Je sens une grande émotion en moi. Le jour de la naissance du Dieu des Petits Enfants, aucun petit Enfant ne devrait souffrir. Et je dis de ma voix la plus véritablement douce :

— Que faites-vous ici, petite chose ? Vous dormiez ?

— Je ne dors pas.

Elle lance ces mots comme une injure… Non, plutôt un défi. Mais je suis Anglais… ; un Anglais relève toujours un défi :

— En ce cas, quelle est votre présente occupation ?

— Qu’est-ce que cela peut vous faire ? prononce-t-elle avec une sorte de rage.

— J’estime que vous seriez plus confortable encore dans votre pauvre maison…

Je ne continue pas. Elle rit comme on sanglotte.

— Je n’ai pas de maison.

— Vos parents en ont une.

— Je n’ai pas de parents…

Elle se reprend avec hâte :

— Si j’en ai… ; mais je ne sais pas où on les a emmenés…

De grosses larmes coulent de ses yeux bleus ; elle me chasse d’un grand geste :

— Vous occupez plus de moi… Du reste, avec un mot, j’aurai tout dit.
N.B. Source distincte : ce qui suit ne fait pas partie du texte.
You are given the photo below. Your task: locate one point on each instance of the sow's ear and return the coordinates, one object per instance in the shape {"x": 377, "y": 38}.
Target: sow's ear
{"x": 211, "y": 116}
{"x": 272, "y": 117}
Je suis boche, comme vous nous appelez, vous autres.

Boche ! oh oui, cela est répulsif ! La haine, le mépris pour les barbares s’agitent en moi.

Tu as parlé droit, pauvresse ; je ne puis m’intéresser à quelqu’un de ta race.

Je rencontre ses yeux bleus. Ils disent la défiance sauvage et aussi l’épouvante de l’abandon.

Que cela est drôle ! Mon cerveau me semble un écran de cinéma. J’y vois, bizarre, la crèche, le petit Roi Jésus, l’âne, le bœuf… et encore les rois Mages, coiffés de chapeaux hauts-de-forme, chargés d’oies appétissantes. Oh ! ces rois, ils ressemblent à mes compatriotes de Londres comme une goutte de cocktail ressemble à une autre goutte de cocktail. Mais tous. Mages, animaux, prononcent un même mot, un seul :

— Pardon ! Pardon !

Je regarde la petite mendiante. Les yeux bleus sont toujours fixés sur moi.

— Venez, je lui dis. Je vous ferai donner un lunch, une chambre à l’hôtel Demain vous me donnerez l’explication de votre isolement.

Elle secoue la tête d’un mouvement de désespérance obstinée :

— Puisque je vous dis que je suis Boche !

— Non, petite chose. C’est Christmas, vous êtes… Pardonnée.